WYNR
- Waycross, Georgia; United States;
- Broadcast area: South East Georgia & North East Florida
- Frequency: 102.5 MHz
- Branding: WYNR 102.5

Programming
- Format: Country
- Affiliations: Premiere Networks

Ownership
- Owner: iHeartMedia, Inc.; (iHM Licenses, LLC);
- Sister stations: WBGA, WGIG, WHFX, WQGA

History
- Former call signs: WQCW (1983–1986) WAYX-FM (1986–1987) WBGA (1987–2002)

Technical information
- Licensing authority: FCC
- Facility ID: 57785
- Class: C1
- ERP: 97,000 watts
- HAAT: 303 meters (994 ft)
- Transmitter coordinates: 31°9′22.00″N 81°58′19.00″W﻿ / ﻿31.1561111°N 81.9719444°W

Links
- Public license information: Public file; LMS;
- Webcast: Listen Live
- Website: 1025wynr.iheart.com

= WYNR =

WYNR (102.5 FM) is a radio station broadcasting a country music format. Licensed to Waycross, Georgia, United States, the station serves the Brunswick, Georgia/Jacksonville, Florida area.
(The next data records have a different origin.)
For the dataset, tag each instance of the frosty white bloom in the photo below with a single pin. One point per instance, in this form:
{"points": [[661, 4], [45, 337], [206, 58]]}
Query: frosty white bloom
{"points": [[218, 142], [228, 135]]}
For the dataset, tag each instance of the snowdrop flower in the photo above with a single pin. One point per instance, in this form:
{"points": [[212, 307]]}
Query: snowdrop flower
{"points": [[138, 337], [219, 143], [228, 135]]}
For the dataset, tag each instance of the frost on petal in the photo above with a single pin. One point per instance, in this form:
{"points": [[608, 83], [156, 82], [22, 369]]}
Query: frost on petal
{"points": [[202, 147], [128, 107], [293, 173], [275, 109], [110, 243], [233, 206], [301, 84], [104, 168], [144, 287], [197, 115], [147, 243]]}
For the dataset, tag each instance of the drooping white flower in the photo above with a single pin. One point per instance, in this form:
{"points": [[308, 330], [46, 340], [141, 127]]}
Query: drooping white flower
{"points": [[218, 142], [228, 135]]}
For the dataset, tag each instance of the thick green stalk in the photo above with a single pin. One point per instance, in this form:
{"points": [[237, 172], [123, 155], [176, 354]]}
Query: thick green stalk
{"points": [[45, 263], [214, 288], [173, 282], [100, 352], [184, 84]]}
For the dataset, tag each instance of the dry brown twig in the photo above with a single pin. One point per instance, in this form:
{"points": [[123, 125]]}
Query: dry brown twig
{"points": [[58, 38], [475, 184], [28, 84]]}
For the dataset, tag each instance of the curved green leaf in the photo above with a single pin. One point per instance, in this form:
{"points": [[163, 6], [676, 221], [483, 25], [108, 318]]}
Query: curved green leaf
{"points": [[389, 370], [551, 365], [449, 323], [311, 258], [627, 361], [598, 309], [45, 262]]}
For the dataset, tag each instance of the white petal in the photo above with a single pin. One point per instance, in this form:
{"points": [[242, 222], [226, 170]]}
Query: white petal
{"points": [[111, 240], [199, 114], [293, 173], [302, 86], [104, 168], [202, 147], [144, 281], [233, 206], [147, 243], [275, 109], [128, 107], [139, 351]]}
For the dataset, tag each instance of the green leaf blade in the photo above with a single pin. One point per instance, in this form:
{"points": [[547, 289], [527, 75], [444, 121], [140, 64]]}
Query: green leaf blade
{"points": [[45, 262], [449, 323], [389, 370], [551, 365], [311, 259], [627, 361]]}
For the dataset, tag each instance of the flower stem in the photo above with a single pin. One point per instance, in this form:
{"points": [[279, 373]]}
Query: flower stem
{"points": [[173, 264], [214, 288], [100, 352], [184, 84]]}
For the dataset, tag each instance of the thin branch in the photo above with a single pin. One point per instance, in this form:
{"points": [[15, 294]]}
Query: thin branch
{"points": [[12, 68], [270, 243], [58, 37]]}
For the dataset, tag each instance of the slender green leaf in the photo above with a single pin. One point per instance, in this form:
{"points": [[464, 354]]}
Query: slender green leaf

The station is currently owned by iHeartMedia, Inc., through licensee iHM Licenses, LLC.

==History==
The station was assigned the call sign WQCW on September 19, 1983. On December 31, 1986, the station changed its call sign to WAYX-FM; on November 1, 1987, to WBGA and on October 8, 2002, to the current WYNR.

On May 15, 2014, Qantum Communications announced that it would sell its 29 stations, including WYNR, to Clear Channel Communications (now iHeartMedia), in a transaction connected to Clear Channel's sale of WALK AM-FM in Patchogue, New York to Connoisseur Media via Qantum. The transaction was consummated on September 9, 2014.

102.5 WYNR is the home station of Glynn Academy Red Terrors Football.